Journal of Law & Religion
The late Professor Arthur Leff believed that standard methods for grounding normative assertions fail to provide a solid foundation for moral judgment because none provides a satisfactory answer to what Leff called the grand 'sez who?' - a universal taunt by which a skeptic may challenge the standing/competency of the speaker to make authoritative moral assessments. Leff argued that as a matter of logic no system of morals premised in mankind alone ever could withstand the taunt. His provocative conclusion was that the only unchallengeable response to the grand 'sez who?' is God sez.

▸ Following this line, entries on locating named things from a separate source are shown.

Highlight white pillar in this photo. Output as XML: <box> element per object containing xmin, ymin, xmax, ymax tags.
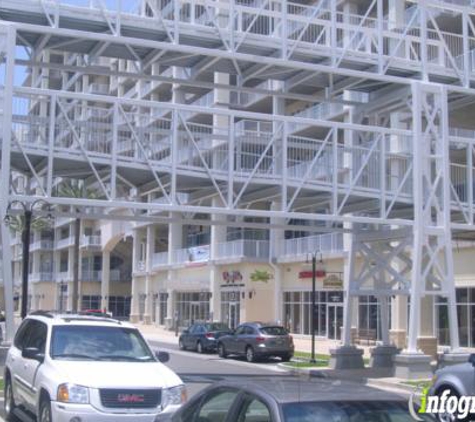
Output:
<box><xmin>143</xmin><ymin>225</ymin><xmax>155</xmax><ymax>324</ymax></box>
<box><xmin>101</xmin><ymin>250</ymin><xmax>110</xmax><ymax>310</ymax></box>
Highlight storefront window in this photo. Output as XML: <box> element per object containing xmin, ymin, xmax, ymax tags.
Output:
<box><xmin>283</xmin><ymin>291</ymin><xmax>343</xmax><ymax>339</ymax></box>
<box><xmin>176</xmin><ymin>292</ymin><xmax>210</xmax><ymax>327</ymax></box>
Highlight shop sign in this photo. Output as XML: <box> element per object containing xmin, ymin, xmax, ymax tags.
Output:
<box><xmin>223</xmin><ymin>271</ymin><xmax>242</xmax><ymax>283</ymax></box>
<box><xmin>188</xmin><ymin>245</ymin><xmax>209</xmax><ymax>262</ymax></box>
<box><xmin>299</xmin><ymin>269</ymin><xmax>327</xmax><ymax>278</ymax></box>
<box><xmin>323</xmin><ymin>274</ymin><xmax>343</xmax><ymax>289</ymax></box>
<box><xmin>251</xmin><ymin>270</ymin><xmax>274</xmax><ymax>283</ymax></box>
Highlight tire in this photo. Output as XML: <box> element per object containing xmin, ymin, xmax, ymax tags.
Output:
<box><xmin>436</xmin><ymin>387</ymin><xmax>462</xmax><ymax>422</ymax></box>
<box><xmin>3</xmin><ymin>376</ymin><xmax>17</xmax><ymax>422</ymax></box>
<box><xmin>246</xmin><ymin>346</ymin><xmax>256</xmax><ymax>362</ymax></box>
<box><xmin>218</xmin><ymin>343</ymin><xmax>228</xmax><ymax>359</ymax></box>
<box><xmin>178</xmin><ymin>339</ymin><xmax>186</xmax><ymax>350</ymax></box>
<box><xmin>38</xmin><ymin>398</ymin><xmax>53</xmax><ymax>422</ymax></box>
<box><xmin>280</xmin><ymin>355</ymin><xmax>292</xmax><ymax>362</ymax></box>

This Article demonstrates the continued relevance and validity of Leff's critique by evaluating three contemporary discussions of morality: (1) Judge Richard Posner's attack on academic moralism; (2) Professor Edward Wilson's assertion that morality has a biological basis; and (3) Professor Steven Pinker's attempt to distinguish between morality and our innate human nature. Although Leff did not discuss the practical possibility of a God-based moral system, this Article examines the practical question, focusing on three critical presuppositions implicit in seeking God's help to discern the right: (1) God actually exists; (2) one looks to the God who actually exists; and (3) this true God communicates what is right in understandable ways. While not providing any final answers, this Article honestly grapples with the three key issues, refuting some common objections to a God-premised morality, while acknowledging the existence of some genuine difficulties.
Samuel W. Calhoun, Grounding Normative Assertions: Arthur Leff's Still Irrefutable, But Incomplete, "Sez Who?" Critique, 20 J. L. & Religion 31 (2004-2005).